Голос как голос. Хрипловат правда, и слова выговаривает слегка непривычно, однако ж вполне по-людски…
Поймав себя на этаких мыслях, Жежень до того опешил, что даже на миг-другой перестал бояться. «По-людски»… А кем бы еще могли оказаться Чарусины гости? Ну, необычные гости, невиданные, так разве мало в здешние места наведывается всяческих немцов— иноземцев ?
— Он в стайне, — говорил между тем златокузнец. — Жена моя в избу его не пустила, он и пошел туда, в стайню-то. Это где конь.
— Его не имеется там, где конь — сказал ржавый. — Я засматривал.
Второй ржавый молчал, лишь едва заметно шевелил головой и все посапывал, пошмыгивал носом. Застудился, что ли, под холодным дождем?
Чаруса, похоже, начал терять терпение.
— Мало ль куды мог забрести хмельной дурень? — сказал он раздраженно.
Тот из ржавых, что дотоле помалкивал, вдруг качнул головою сильнее прежнего, и Жежень мгновенно облился ледяным потом. Привиделось ему, будто в тени клобука вспыхнули на краткую долю мига две багряные искры — вроде как хищные звериные очи взглянули с человечьего лика.
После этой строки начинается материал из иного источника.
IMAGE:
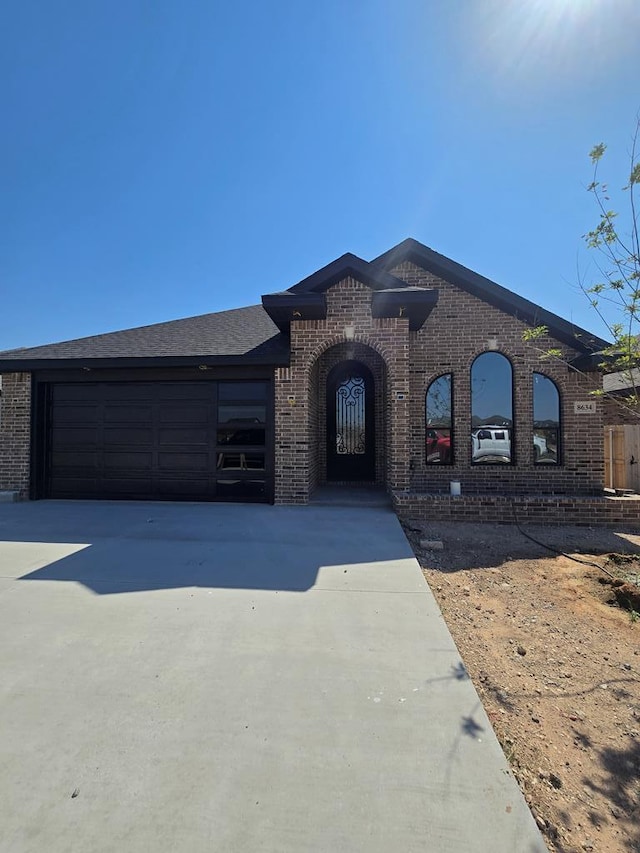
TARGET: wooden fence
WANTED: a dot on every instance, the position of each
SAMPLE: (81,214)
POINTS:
(622,457)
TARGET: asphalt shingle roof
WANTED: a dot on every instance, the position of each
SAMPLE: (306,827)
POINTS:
(240,332)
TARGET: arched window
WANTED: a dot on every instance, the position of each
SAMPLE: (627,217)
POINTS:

«Больше в рот не возьму проклятущей браги!» — мельком подумалось парню.
И тут Жежень наконец сообразил, что хмельной дурень, которого «не имеется» в стайне, — это он сам. Оказывается, это он отчего-то интересен неведомым жутким людям. Сообразил и истово возблагодарил собственную пьяную лень, сподобившую его уснуть под кучей неприглядного хлама.
А ржавый молчун внезапно сказал, не переставая сопеть:
— Тут пахнет еще одним человеком. Пот. Чад на волосах. Как ты, но не ты — молодше.
Он явно собирался сказать что-то еще, но его сотоварищ внезапно выпростал ладонь из широкого рукава и резко взмахнул ею, словно бы комара отгонял.
Хвала богам, рука оказалась вполне нормальной. Волосатая, жилистая, не шибко чистая… Рука как рука, в общем. Вот только ногти ржавый давненько не подрезал, но уж это его заботы.
Да, рука как рука. А Жежень уж готовился увидать невесть что — особенно после блеснувших под клобуком огоньков.
Чаруса тоже приметил эти огоньки, и, наверное, не только их. Во всяком случае, он вдруг захлебнулся вдохом и шарахнулся подальше от ржавых. Впрочем, шараханье это не удалось — златокузнец наткнулся спиной на горн.
Несколько мгновений над замершими людьми висела, будто молот над наковальней, тяжкая тишина. Потом Чаруса промямлил:
— Он… он же здесь часто… трудится же он тут со мною… Не диво, что все им пропахло. Но… Разве… — Старик вытянул перед собой горящую плошку, словно бы пытался отгородиться светом от своих гостей. — Разве дано человекам унюхивать этак вот, по-собачьи?!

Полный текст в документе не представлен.